Still, the Supreme Court has twice upheld the constitutionality of lethal injection, first in 2008 and again in June, when the justices ruled 5-4 that Oklahoma can use a sedative involved in three botched executions last year. Justice Samuel Alito, writing for the majority, said challengers could not suggest a better alternative.

The ruling gave impetus to states such as Alabama and Mississippi seeking to jump-start executions after a hiatus of several years. But it also rejuvenated legal efforts by groups opposed to the death penalty, who continue to fight against lethal injection protocols in several states.

Caught in the middle are people like Richard Glossip, Oklahoma prisoner #267303, who lost the Supreme Court case in June and now faces execution this Wednesday at the state penitentiary in McAlester. It’s the fourth time a date has been set for his death.

Glossip, twice convicted of masterminding a 1997 murder at the run-down budget motel he managed, still proclaims his innocence. “If they execute me, then I want it to be for a reason,” he said during a lengthy phone interview. “What I want to come out of that is that they finally stop executing innocent people in this country.”

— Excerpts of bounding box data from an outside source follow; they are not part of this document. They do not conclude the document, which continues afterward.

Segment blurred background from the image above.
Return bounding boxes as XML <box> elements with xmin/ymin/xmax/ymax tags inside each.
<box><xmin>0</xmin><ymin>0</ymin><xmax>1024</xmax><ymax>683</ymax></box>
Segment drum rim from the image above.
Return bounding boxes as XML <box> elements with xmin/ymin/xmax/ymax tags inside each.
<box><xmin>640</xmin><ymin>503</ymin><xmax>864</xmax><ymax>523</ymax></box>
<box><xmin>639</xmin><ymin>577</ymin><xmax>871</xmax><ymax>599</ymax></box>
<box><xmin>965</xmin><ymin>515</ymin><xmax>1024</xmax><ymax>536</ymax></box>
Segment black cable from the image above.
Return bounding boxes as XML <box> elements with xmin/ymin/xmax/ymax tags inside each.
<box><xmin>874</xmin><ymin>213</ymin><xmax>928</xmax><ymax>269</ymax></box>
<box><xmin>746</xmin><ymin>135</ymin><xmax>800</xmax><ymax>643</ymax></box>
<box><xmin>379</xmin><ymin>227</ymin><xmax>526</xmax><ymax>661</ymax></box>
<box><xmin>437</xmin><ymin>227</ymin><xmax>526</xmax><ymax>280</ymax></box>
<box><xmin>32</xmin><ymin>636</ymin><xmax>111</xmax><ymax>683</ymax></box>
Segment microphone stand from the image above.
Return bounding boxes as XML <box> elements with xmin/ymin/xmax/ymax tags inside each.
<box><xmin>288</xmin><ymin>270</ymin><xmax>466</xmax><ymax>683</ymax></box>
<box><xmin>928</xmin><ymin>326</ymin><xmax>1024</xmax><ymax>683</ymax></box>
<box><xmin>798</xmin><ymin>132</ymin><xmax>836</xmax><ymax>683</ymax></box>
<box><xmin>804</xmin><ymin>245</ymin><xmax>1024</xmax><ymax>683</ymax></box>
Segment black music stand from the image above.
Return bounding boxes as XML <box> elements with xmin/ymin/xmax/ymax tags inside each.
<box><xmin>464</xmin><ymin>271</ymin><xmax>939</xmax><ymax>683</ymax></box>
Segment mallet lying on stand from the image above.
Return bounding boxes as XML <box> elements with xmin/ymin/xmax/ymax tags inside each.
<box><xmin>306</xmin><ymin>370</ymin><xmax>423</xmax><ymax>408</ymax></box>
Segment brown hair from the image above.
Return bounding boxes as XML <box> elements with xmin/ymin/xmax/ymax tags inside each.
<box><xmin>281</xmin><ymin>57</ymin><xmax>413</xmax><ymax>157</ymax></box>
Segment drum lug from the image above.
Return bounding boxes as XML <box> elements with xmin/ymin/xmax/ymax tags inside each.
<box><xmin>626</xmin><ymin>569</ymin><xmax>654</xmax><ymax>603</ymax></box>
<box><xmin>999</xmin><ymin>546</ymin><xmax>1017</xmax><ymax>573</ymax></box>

Several states took the high court’s ruling as a reason to rejuvenate the death penalty. Missouri wasted little time resuming executions, putting David Zink to death two weeks later, on July 14. Texas, by far the nation’s leader in executions with 528 since the Supreme Court reinstated capital punishment in 1976, followed suit with an execution in August and has six more on tap this year.

States from Florida to Montana that have not killed anyone for several years are in court, seeking to rejuvenate dormant death penalties. Some states are establishing backup methods in case lethal injections become impossible. Eight permit electrocution, three allow gas chambers, three allow hanging, and two would use firing squads – as Utah did in 2010 and 2013.

The Supreme Court has chipped away at states’ freedom to choose the ultimate punishment, first in 2002 by exempting those with intellectual disabilities, then in 2005 by exempting juveniles who were under 18 when they committed their crimes. In the latter case, decided 5-4, Justice Anthony Kennedy said trends against juvenile death penalties in the states had created a “national consensus.”

Today, there is a similar consensus: Two-thirds of the states have held no executions since 2010. And the percentage of Americans who favor capital punishment is down from 78% two decades ago to 56% today, according to the Pew Research Center.

“There seems to be a massive reassessment underway in this country in terms of capital punishment,” says Kathryn Kase, executive director of the Texas Defender Service, which provides legal aid for those facing death sentences. “Everywhere you look with the death penalty, there’s a problem.”